The establishment time will lead to the establishment error of the first few samples after channel switching. This problem has been solved in MSC1210 by using three filters and the automatic mode that can select the best filter after channel switching. For the first two samples after changing the multiplexer, the fastest filter is used, then sinc2 filter is used, and finally sinc3 filter is used for all samples. In this way, all conversion results can be completely established.

For multiplexed data systems, one way to solve the problem of setup time is to use a much faster data rate and average the output. For example, assuming that you want to use a 60Hz data output rate to obtain the advantage of 60Hz attenuation filtering, you can use a 240Hz sampling rate and average four sampling values to obtain the final 60Hz data rate. The advantage is that the current filter establishment time has been reduced from four samples at 60Hz (non synchronous channel switching) (66.6ms) to four samples at 240Hz (16.6ms). The setup time is now a sampling period of 60Hz data rate, while retaining the advantages of 60Hz attenuation filter. In MSC1210, a 32-bit accumulator is set to calculate the average value of four samples and discard the first result after channel switching (assuming that the channel switching is synchronized with the 60Hz output rate).

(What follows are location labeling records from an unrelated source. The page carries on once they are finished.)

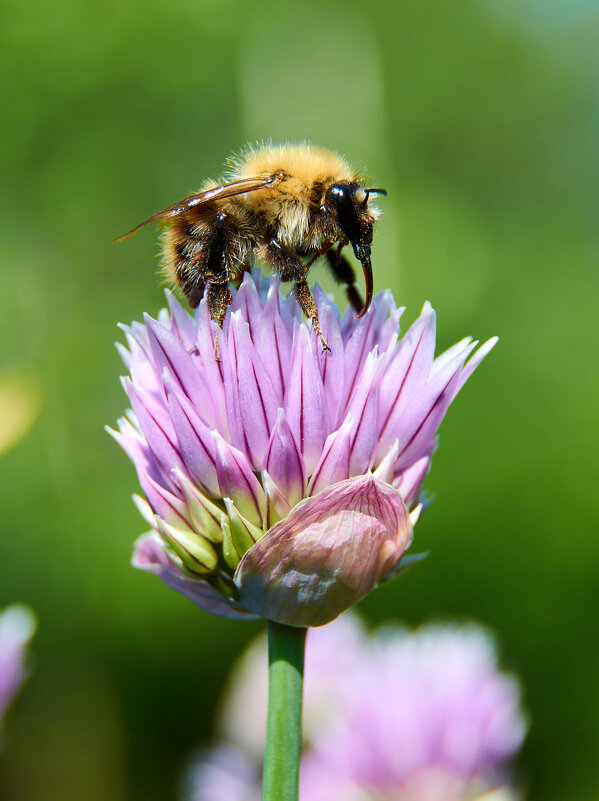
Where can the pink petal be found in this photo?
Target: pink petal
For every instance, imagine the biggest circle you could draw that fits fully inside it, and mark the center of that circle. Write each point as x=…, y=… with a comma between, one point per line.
x=284, y=462
x=304, y=401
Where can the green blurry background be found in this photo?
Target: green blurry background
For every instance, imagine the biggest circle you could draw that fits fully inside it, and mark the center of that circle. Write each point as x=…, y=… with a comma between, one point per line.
x=481, y=119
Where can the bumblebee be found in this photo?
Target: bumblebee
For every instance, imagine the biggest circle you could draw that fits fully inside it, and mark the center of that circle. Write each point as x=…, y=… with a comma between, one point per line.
x=287, y=206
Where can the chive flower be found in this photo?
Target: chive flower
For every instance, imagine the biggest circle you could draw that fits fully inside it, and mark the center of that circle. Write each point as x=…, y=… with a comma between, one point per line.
x=282, y=481
x=399, y=715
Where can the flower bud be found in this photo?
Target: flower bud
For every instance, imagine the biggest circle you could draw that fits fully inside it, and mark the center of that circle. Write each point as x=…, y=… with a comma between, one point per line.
x=329, y=552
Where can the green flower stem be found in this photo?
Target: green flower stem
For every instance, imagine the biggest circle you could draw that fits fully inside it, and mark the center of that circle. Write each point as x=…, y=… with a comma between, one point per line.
x=284, y=728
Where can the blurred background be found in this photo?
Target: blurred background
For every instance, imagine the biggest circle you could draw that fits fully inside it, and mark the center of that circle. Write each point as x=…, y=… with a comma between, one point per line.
x=481, y=119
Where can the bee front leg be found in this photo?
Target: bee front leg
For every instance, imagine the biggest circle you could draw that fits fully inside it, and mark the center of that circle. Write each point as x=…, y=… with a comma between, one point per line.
x=291, y=268
x=344, y=273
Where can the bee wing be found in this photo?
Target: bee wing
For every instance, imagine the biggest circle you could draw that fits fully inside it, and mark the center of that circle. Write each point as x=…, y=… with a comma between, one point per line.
x=239, y=187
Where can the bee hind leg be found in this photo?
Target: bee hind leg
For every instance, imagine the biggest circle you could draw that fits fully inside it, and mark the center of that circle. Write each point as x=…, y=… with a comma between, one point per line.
x=344, y=273
x=291, y=268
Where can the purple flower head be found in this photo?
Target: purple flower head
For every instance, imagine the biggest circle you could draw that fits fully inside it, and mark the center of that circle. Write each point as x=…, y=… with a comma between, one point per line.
x=17, y=625
x=439, y=721
x=392, y=716
x=280, y=480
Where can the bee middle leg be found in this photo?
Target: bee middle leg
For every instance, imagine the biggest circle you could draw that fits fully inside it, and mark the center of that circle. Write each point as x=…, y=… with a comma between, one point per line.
x=291, y=268
x=344, y=273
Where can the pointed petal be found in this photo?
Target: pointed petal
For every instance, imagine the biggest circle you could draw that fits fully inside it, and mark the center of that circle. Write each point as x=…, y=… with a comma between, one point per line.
x=333, y=465
x=205, y=515
x=277, y=506
x=252, y=402
x=170, y=353
x=238, y=482
x=284, y=462
x=195, y=441
x=304, y=402
x=407, y=370
x=327, y=554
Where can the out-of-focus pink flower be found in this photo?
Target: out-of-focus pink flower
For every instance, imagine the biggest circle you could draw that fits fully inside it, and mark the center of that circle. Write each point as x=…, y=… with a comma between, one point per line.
x=393, y=716
x=280, y=480
x=17, y=625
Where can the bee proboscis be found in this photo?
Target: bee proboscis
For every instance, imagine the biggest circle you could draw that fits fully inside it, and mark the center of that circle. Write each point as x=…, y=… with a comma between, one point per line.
x=286, y=205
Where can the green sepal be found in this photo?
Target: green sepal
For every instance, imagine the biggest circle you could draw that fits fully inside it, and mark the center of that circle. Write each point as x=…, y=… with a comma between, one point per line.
x=205, y=515
x=230, y=555
x=195, y=552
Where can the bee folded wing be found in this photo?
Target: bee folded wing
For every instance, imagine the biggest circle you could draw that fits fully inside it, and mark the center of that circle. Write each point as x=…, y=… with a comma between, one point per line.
x=239, y=187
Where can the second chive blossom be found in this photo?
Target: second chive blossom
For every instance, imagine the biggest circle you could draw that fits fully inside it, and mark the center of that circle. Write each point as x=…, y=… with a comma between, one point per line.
x=280, y=480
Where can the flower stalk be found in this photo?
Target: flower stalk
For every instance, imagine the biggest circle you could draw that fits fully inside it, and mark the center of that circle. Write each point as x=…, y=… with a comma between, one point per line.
x=286, y=646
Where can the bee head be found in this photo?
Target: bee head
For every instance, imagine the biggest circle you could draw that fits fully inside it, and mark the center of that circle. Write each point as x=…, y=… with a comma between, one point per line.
x=348, y=201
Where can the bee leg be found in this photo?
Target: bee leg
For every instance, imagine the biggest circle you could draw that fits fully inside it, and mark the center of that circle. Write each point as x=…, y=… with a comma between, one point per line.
x=305, y=298
x=219, y=300
x=344, y=273
x=291, y=268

In the data acquisition system, two kinds of filter responses are mainly used: flat passband and sinc. The flat passband filter has a low attenuation reaching the cut-off frequency, followed by a large suppression band attenuation until the Nyquist frequency is reached. This makes it easier to design anti aliasing filters because the Nyquist frequency is usually 64 times higher than the off frequency. All that is needed may be a simple R-C filter.

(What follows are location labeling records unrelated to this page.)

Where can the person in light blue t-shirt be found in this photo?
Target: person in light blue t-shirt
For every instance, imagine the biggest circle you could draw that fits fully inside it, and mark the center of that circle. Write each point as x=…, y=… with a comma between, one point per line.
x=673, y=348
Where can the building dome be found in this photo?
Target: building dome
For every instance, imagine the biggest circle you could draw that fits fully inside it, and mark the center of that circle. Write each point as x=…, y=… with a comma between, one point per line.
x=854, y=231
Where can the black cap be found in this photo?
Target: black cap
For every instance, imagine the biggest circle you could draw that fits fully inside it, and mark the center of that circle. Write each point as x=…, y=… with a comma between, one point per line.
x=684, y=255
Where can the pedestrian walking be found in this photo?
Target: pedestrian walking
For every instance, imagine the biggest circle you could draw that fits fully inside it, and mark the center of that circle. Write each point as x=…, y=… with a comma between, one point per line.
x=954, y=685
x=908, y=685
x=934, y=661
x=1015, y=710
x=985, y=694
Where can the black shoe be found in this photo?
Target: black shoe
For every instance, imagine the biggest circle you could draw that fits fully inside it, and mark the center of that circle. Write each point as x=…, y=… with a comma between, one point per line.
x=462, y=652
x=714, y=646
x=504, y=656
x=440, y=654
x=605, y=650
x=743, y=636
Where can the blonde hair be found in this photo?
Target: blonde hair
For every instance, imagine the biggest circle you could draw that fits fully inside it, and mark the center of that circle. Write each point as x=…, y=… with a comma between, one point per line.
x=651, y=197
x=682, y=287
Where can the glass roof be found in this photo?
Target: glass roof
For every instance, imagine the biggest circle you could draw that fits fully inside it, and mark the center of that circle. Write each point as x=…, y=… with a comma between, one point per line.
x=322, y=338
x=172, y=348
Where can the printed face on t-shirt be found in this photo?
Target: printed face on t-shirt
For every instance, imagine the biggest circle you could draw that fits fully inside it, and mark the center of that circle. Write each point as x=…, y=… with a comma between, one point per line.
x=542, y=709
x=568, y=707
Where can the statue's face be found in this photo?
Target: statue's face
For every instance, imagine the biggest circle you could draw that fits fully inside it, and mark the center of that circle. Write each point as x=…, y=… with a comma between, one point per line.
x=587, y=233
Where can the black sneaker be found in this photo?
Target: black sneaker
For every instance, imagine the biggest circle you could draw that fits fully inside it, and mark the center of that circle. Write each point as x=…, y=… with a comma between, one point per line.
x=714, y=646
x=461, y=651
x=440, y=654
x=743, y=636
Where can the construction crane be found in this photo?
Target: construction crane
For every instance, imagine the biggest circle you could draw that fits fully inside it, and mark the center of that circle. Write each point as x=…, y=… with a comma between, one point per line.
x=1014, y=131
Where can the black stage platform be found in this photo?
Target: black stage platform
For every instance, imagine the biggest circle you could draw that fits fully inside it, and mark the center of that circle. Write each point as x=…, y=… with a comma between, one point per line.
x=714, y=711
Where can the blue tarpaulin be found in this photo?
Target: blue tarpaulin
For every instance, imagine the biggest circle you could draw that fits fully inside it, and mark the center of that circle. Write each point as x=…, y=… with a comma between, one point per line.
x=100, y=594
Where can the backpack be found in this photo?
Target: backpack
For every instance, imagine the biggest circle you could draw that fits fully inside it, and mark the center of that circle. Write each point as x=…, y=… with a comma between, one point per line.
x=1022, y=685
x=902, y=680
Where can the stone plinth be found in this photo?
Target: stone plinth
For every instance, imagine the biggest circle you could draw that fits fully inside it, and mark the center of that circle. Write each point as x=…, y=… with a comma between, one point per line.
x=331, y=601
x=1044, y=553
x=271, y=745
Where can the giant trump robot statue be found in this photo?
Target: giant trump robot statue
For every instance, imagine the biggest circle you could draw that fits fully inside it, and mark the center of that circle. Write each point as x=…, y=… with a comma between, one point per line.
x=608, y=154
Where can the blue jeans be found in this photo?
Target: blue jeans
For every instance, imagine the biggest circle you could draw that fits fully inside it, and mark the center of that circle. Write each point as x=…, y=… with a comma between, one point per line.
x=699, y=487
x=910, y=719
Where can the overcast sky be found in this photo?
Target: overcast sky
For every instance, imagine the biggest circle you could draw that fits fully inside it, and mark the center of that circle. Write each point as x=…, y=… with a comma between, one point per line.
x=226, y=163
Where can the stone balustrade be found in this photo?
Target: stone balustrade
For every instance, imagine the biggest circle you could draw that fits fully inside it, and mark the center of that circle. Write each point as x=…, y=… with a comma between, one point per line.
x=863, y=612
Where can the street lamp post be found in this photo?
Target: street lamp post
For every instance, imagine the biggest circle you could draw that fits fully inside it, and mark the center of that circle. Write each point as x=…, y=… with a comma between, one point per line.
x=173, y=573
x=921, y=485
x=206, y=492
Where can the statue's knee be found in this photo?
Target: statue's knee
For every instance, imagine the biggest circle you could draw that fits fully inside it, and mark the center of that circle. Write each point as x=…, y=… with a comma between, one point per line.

Figure 4: sinc filter lobe

Other types of filters, such as sinc filters, do not provide the same high attenuation from the data rate to the Nyquist frequency (see Fig. 3) and multiple lobes after the sampling rate. If you want to achieve 100dB suppression band attenuation, you must design a filter to filter out the frequency components whose sinc filter attenuation is reduced by 40dB. However, when designing anti aliasing filters, it is important to keep in mind that high-frequency signals are not full amplitude. If the expected aliasing signal element has reached the highest level of – 20dB, in order to achieve 100dB attenuation of sinc filter (see Fig. 4), the anti aliasing filter only needs to be reduced by 40dB. This is because the sinc filter provides 40dB, assuming that the signal reaches the maximum value of – 20dB, which means that the anti aliasing filter only needs to add an additional 40dB attenuation. However, this is still an important requirement if you want the passband to contain frequencies close to the data rate.


For ultra-low frequencies, there are multiple noise sources, one of which is called 1 / f noise. Input chopping can eliminate most of this noise, but there are still other factors that can cause low-frequency drift in high-performance systems. Attention must be paid to how to weld components on the board to avoid mechanical stress, thermal gradient, thermocouple node and package orientation, which can affect the signal quality as drift. Techniques such as Allen variables can be used to observe these effects and analyze the success of eliminating them from the system.